Tributes have been paid after a former group editor who led a weekly title for more than 30 years died while out walking his dog at the age of 87.
Frank Chapman held the post at the Kent and Sussex Courier and continued to write a popular weekly column, the Warwick Diary, on the history of Tonbridge and Tunbridge Wells, until his death.
Frank died last month while out walking his dog Nicky near his home in Shipbourne.
Courier editor Ian Read said: “Frank was one of a kind, and would still come into the office once a week to research his nostalgia page.
“He had an incredible knowledge of the local area and a remained a key part of the newsroom, many of the reporters looking to him for advice on particular stories.
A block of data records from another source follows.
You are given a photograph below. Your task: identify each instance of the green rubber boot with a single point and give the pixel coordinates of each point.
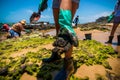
(65, 21)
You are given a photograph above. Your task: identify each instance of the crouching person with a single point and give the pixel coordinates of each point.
(16, 29)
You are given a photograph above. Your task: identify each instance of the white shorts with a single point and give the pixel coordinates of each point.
(56, 3)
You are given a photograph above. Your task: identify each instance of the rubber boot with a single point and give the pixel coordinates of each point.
(65, 21)
(54, 57)
(118, 37)
(110, 39)
(66, 71)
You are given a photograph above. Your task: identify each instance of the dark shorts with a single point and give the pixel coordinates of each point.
(56, 3)
(117, 19)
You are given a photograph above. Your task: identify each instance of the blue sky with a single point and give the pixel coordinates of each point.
(89, 10)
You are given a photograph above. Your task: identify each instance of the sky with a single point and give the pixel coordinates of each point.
(88, 11)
He will be greatly missed by all.”
Frank married his wife of 66 years, Joan, during the Second World War, when he trained as a pilot in Canada.
At the end of the war, he returned to work at his first paper before moving to the Press Association and Evening Standard for 12 years.
Frank decided to look for work elsewhere and turned down a promotion to deputy editor at the Standard and a position at Farmers Weekly to join the Courier, rising through the ranks to become group editor, when he was given a position on the board.
His wife Joan said: “He was always popular and worked very long hours. Very often the trainee reporters would come to him saying they had too much work.
“He’d tell them to leave it on his desk and, after they’d gone, he would do it himself. He was well-respected and his secretary always said he was loved by all the staff.”
Frank retired at the age of 65 but continued to produce his nostalgia column as well as writing a number of historical books about the area.